I made two mistakes regarding this series. The first was buying this arc in three-volume paperback form. There’s going to be an oversized hardcover collection of “A Nation Under Our Feet” released later this year that will not only be cheaper, but reprint-free as well. The second was expecting that this concluding volume would offer up a more exciting experience compared to the previous two. There is some interest to be had in seeing T’Challa’s reunion with his sister Suri, the Midnight Angels negotiating the tricky path of revolution, and the battle against Tetu and Zenzi for control of Wakanda’s Golden City. Yet the majority of this volume (and the first arc as a whole) is made up of people talking about the rights and responsibilities of rules towards their people and it’s not really any more interesting here than it was before. Credit where credit is due, artists Brian Stelfreeze and Chris Sprouse do their best to make the talking heads as interesting to look at as the action and writer Ta-Nehisi Coates does wrap things up with a markedly different status quo for Wakanda heading into his next arc “Avengers of the New World.”

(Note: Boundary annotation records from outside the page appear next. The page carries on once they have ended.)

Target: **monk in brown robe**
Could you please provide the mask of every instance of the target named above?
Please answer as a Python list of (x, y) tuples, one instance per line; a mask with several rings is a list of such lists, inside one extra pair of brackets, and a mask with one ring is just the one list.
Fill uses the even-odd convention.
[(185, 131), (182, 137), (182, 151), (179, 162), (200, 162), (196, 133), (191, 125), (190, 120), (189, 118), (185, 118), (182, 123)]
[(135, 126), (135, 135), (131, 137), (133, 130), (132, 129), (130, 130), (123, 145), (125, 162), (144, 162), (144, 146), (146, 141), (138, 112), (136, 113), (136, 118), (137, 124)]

It’s also worth mentioning that the reprints selected to round out the page count in this volume are of a more recent vintage than what we saw in vols. one and two. They’re from Jonathan Hickman’s “New Avengers” run in the lead up to and start of “Time Runs Out.” While they’re a lot more fun to (re)read compared to the 60’s-era offerings in the first two volumes, their inclusion is somewhat problematic from a quality standpoint. That’s because even in their abbreviated presence here they show how dialogue-driven superhero comics can work really well. Seeing the Illuminati grapple with the morality of destroying a world as they have minutes to decide its fate is downright gripping. In less dramatic context, the dinner conversation between Namor and Doom as the former asks the latter for help is rife with tension and drama leading to the classic “Doom is no man’s second choice” statement. Compared to scenes like these, Coates’ “Black Panther” doesn’t really measure up.
I do recognize that this is Coates’ first major work in comics and that he committed himself to this twelve-issue arc from the start. Now that he’s had a year of experience writing comics I’m interested in seeing if he’ll handle things differently with this next arc. That’s my reason for sticking around. Optimism, as opposed to the actual quality of the comics in these three volumes.